In one, the names are listed chronologically. In another, they are arranged by age. A third chronicles each victim by where they perished on that fateful morning, September 11, 2001.
All eight designs, selected from a pool of 5,200, list the names of those who died in the Sept. 11, 2001, terrorist attacks in New York, Washington and Pennsylvania, as well as the 1993 World Trade Center bombing. They would be inscribed on granite walls, glass panels and stone columns.
"We have sought designs that represent the heights of imagination while incorporating aesthetic grace and spiritual strength," the jury that made the selection said in a statement.
The finalists, whose identities were made public for the first time Wednesday, range from local artists to international architects.
One design proposes an open air structure with cathedral-like vaults and a glass walkway overhead where thousands of lights would illuminate the engraved names of the victims.
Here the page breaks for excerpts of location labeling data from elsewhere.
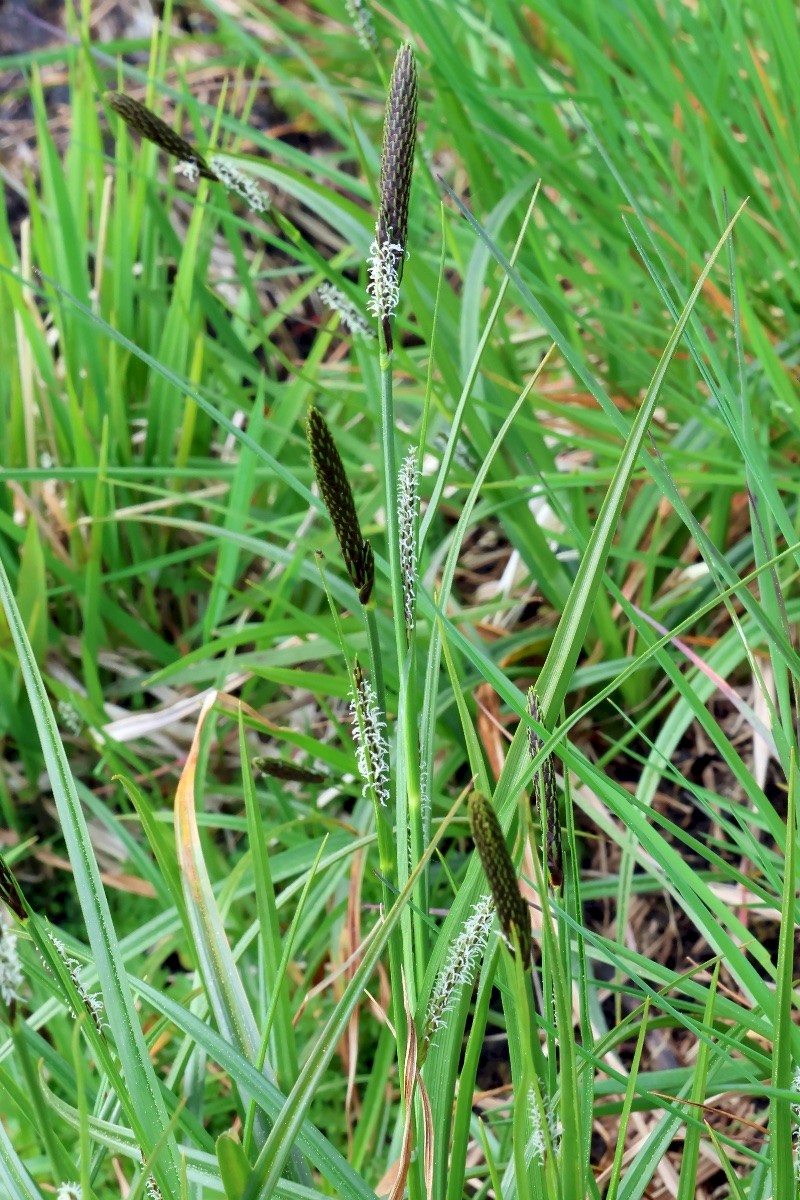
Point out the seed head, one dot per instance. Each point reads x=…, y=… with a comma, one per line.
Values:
x=155, y=130
x=336, y=492
x=458, y=970
x=388, y=251
x=512, y=910
x=280, y=769
x=362, y=23
x=545, y=797
x=397, y=157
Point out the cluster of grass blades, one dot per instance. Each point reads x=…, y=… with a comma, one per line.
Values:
x=256, y=655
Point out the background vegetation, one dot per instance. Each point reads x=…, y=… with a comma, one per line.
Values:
x=623, y=534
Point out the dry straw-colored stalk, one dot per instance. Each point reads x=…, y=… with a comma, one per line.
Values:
x=545, y=797
x=511, y=909
x=151, y=127
x=336, y=492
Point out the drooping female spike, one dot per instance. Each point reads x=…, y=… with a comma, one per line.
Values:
x=511, y=909
x=157, y=131
x=336, y=492
x=397, y=157
x=546, y=799
x=388, y=251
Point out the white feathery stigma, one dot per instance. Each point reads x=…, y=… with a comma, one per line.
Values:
x=459, y=966
x=11, y=969
x=384, y=279
x=235, y=180
x=91, y=1001
x=337, y=301
x=188, y=171
x=408, y=498
x=371, y=745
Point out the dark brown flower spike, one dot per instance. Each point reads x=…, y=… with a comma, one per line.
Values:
x=512, y=910
x=388, y=251
x=336, y=492
x=278, y=769
x=157, y=131
x=545, y=797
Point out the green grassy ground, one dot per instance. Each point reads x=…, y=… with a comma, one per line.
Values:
x=594, y=364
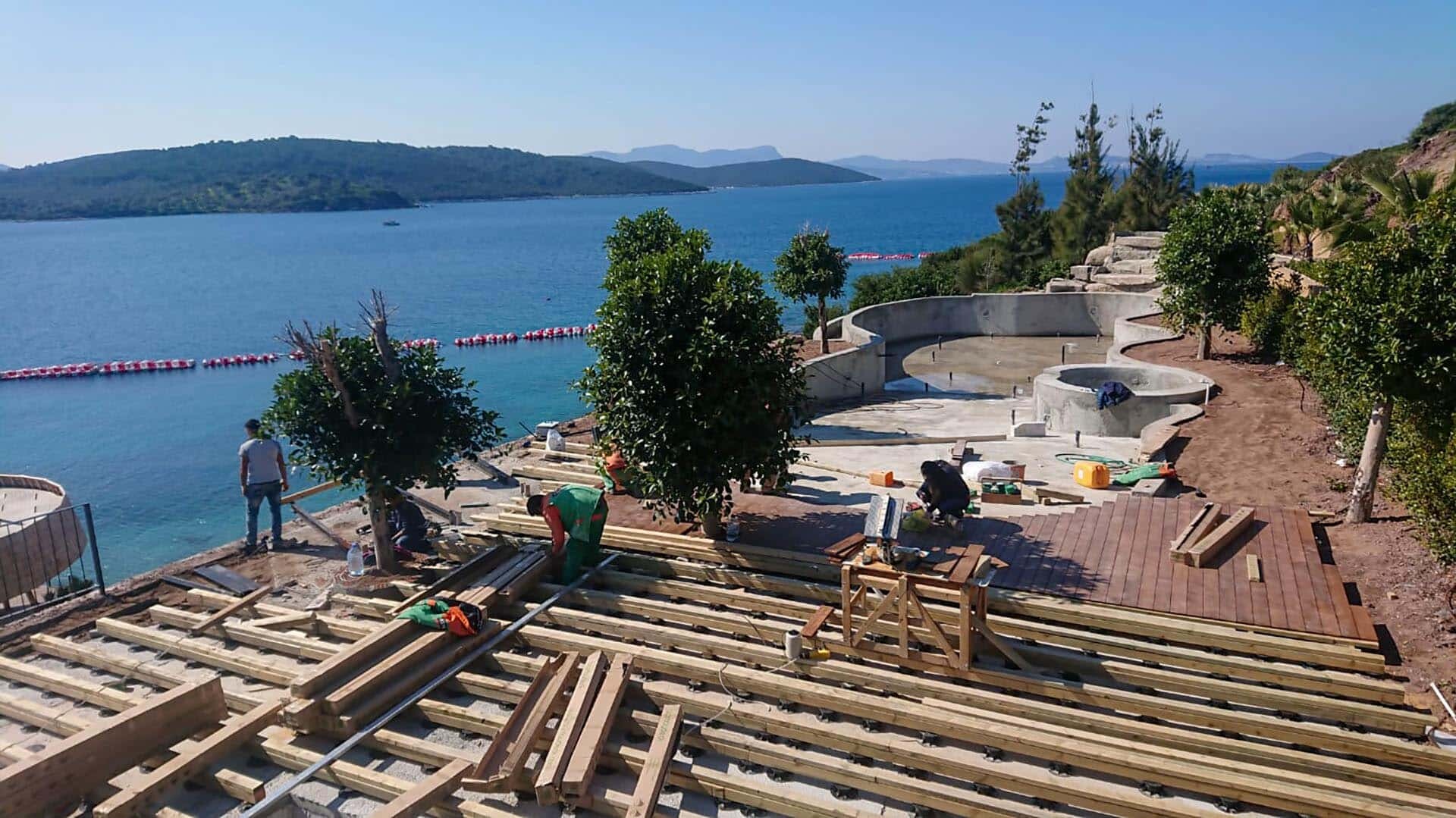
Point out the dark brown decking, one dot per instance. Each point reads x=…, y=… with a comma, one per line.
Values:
x=1112, y=553
x=1117, y=553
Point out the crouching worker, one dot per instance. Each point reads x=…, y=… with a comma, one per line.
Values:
x=577, y=516
x=408, y=528
x=944, y=492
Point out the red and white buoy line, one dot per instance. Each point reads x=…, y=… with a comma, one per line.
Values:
x=864, y=256
x=251, y=360
x=487, y=338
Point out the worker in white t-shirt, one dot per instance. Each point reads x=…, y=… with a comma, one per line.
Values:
x=262, y=476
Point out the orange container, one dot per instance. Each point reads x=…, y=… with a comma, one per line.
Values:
x=1091, y=475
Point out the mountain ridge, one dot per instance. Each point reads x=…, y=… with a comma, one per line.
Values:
x=691, y=158
x=300, y=175
x=777, y=174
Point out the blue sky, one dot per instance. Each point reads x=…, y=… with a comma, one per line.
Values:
x=820, y=80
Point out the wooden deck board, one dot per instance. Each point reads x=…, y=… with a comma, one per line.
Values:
x=1117, y=553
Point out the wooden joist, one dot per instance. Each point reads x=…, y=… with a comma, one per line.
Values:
x=246, y=601
x=419, y=798
x=1197, y=528
x=479, y=563
x=554, y=764
x=57, y=779
x=1204, y=550
x=503, y=764
x=658, y=760
x=1076, y=744
x=190, y=763
x=593, y=737
x=769, y=571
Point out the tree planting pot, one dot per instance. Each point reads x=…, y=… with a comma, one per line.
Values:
x=712, y=527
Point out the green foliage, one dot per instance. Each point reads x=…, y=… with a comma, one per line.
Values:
x=1025, y=236
x=410, y=430
x=693, y=381
x=305, y=175
x=1401, y=193
x=1436, y=120
x=1423, y=456
x=1024, y=218
x=811, y=270
x=1215, y=259
x=1388, y=312
x=1385, y=328
x=811, y=318
x=1273, y=322
x=1158, y=180
x=1334, y=212
x=1087, y=212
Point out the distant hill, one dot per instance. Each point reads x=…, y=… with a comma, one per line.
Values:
x=691, y=158
x=756, y=174
x=286, y=175
x=932, y=168
x=919, y=168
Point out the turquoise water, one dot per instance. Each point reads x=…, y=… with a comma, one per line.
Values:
x=156, y=453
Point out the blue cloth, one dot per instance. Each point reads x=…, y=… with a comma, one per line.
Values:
x=256, y=492
x=1111, y=393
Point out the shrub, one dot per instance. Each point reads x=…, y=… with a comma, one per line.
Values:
x=811, y=318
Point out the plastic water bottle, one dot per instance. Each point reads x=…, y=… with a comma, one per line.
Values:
x=356, y=559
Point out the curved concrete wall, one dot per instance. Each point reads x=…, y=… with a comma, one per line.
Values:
x=1066, y=396
x=861, y=371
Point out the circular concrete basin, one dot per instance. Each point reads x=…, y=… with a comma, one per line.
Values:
x=39, y=533
x=1066, y=398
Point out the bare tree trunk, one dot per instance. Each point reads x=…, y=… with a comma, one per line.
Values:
x=379, y=526
x=1362, y=495
x=823, y=328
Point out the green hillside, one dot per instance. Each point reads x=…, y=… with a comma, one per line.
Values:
x=756, y=174
x=305, y=175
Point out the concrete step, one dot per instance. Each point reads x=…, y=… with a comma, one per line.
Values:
x=1133, y=267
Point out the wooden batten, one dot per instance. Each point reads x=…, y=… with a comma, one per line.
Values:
x=658, y=760
x=55, y=781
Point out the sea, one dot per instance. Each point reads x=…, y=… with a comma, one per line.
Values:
x=156, y=454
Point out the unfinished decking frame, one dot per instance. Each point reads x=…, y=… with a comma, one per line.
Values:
x=701, y=645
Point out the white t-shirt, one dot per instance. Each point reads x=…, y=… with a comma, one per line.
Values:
x=262, y=460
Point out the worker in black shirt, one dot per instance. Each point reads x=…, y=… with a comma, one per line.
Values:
x=406, y=525
x=944, y=492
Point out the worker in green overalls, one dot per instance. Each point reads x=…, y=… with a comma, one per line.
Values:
x=577, y=516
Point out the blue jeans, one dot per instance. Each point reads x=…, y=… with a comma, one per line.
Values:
x=255, y=498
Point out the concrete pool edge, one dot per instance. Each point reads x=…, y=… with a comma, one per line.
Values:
x=862, y=370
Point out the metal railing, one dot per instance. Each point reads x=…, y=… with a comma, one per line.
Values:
x=47, y=559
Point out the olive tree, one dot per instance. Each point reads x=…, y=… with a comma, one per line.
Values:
x=811, y=268
x=367, y=412
x=1386, y=321
x=1215, y=261
x=693, y=381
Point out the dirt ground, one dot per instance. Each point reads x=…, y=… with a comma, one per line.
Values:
x=810, y=348
x=1266, y=440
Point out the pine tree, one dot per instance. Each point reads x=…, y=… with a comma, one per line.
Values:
x=1088, y=208
x=1025, y=221
x=1158, y=178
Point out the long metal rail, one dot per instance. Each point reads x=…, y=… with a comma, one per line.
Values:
x=274, y=798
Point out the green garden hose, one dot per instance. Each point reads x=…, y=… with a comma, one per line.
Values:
x=1071, y=457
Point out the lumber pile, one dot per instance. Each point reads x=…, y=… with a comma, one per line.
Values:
x=682, y=641
x=1209, y=534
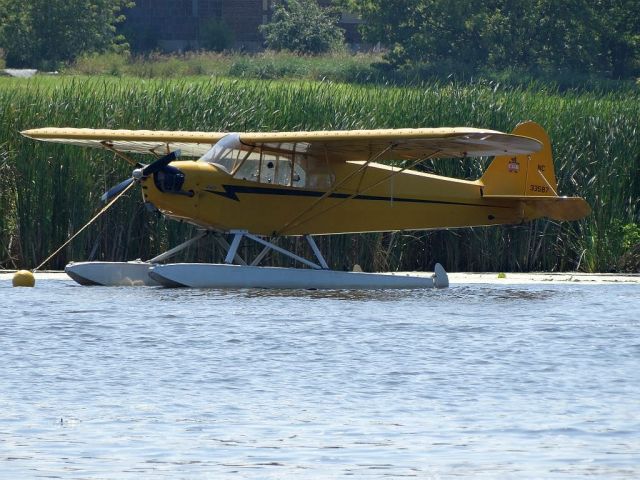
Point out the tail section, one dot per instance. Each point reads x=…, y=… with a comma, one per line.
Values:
x=530, y=180
x=523, y=175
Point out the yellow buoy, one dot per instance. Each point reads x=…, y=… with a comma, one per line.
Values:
x=24, y=278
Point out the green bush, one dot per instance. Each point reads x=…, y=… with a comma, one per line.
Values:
x=301, y=26
x=101, y=64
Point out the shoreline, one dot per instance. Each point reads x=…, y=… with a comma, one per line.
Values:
x=455, y=278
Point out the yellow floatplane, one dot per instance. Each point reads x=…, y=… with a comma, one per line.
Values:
x=260, y=186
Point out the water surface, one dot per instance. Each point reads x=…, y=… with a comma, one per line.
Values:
x=479, y=381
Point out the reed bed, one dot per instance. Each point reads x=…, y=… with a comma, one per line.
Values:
x=47, y=192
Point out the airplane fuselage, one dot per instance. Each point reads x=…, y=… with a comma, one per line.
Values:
x=359, y=199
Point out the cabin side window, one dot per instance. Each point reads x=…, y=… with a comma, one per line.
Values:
x=276, y=166
x=266, y=167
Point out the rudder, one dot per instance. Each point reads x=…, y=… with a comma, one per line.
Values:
x=523, y=175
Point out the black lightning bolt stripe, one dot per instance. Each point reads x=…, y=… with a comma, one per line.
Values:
x=231, y=192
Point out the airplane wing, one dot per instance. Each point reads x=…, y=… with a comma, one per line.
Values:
x=339, y=145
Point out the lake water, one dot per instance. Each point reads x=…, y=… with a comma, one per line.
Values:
x=477, y=381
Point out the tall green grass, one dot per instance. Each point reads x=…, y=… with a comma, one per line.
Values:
x=49, y=191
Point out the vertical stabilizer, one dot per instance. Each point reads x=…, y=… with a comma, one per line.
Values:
x=530, y=175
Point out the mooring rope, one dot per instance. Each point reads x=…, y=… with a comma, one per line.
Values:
x=104, y=209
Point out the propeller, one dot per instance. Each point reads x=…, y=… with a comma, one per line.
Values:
x=139, y=174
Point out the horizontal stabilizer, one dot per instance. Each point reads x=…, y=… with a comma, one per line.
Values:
x=557, y=208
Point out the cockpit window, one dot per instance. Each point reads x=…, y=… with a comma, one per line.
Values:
x=286, y=167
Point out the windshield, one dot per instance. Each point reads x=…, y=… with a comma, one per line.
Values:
x=226, y=153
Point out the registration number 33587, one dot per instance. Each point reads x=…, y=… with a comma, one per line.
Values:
x=538, y=188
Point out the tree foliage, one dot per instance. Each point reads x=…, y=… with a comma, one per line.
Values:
x=45, y=33
x=302, y=26
x=591, y=36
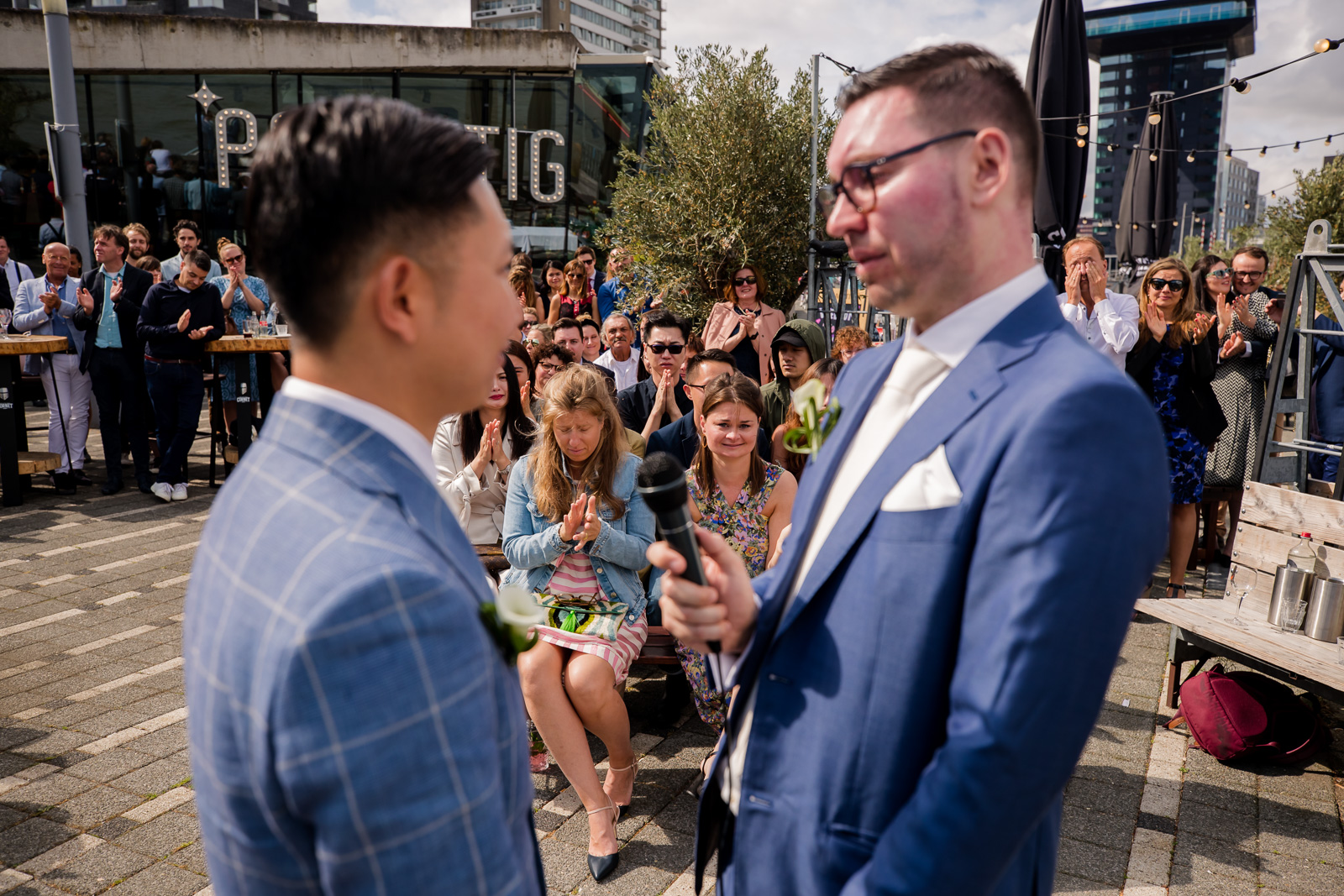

It would group the rescuers' names separately in a ribbon that loops through the other names.
A day before the designs went on public display, relatives of those killed got a chance to preview the eight proposals for the site.
"I thought they captured the essence of what the memorial should be," said Christine Huhn-Graifman, who lost her husband, David Graifman in the attack.
Nikki Stern, who lost her husband Jim Potorti, said all of the designs were responsive to the memorial's mission statement crafted several months ago by victims' families.
She said each design offered a sanctuary of some sort and one featured a vast lawn area to be accessed only by family members for the next 20 years.
Jack Lynch, who lost a son, disagreed.
"I think that rebuilding has taken precedence over memorializing," he told WCBS-AM's Sean Adams. "I think it's extremely important we go all way down to bedrock, that there be no infrastructure of any kind on the footprint of the South Tower."
But as it stands now, the re-development will step onto the footprints, reports WCBS-TV's Hazel Sanchez, which many families view as a sacred cemetery for the nearly 2,800 people who died there.
Patricia Riley, who lost a sister, says the location should be designated a National Historic Site, and preserved.
"If there is any other site that deserves that respect, and that attention, I would like to know what it is," she said.
A 13-member jury established by The Lower Manhattan Development Corp. will decide the winning design by the end of the year.
Officials have said the jury may hear the public's opinion, but have scheduled no formal public comment process to preserve the jury's independence. Neither the designers nor jurors were to be present Wednesday.
The debate over the size, shape and design of the memorial has been one of the most emotionally charged of those surrounding the site's redevelopment, in some cases pitting some family groups against firefighters.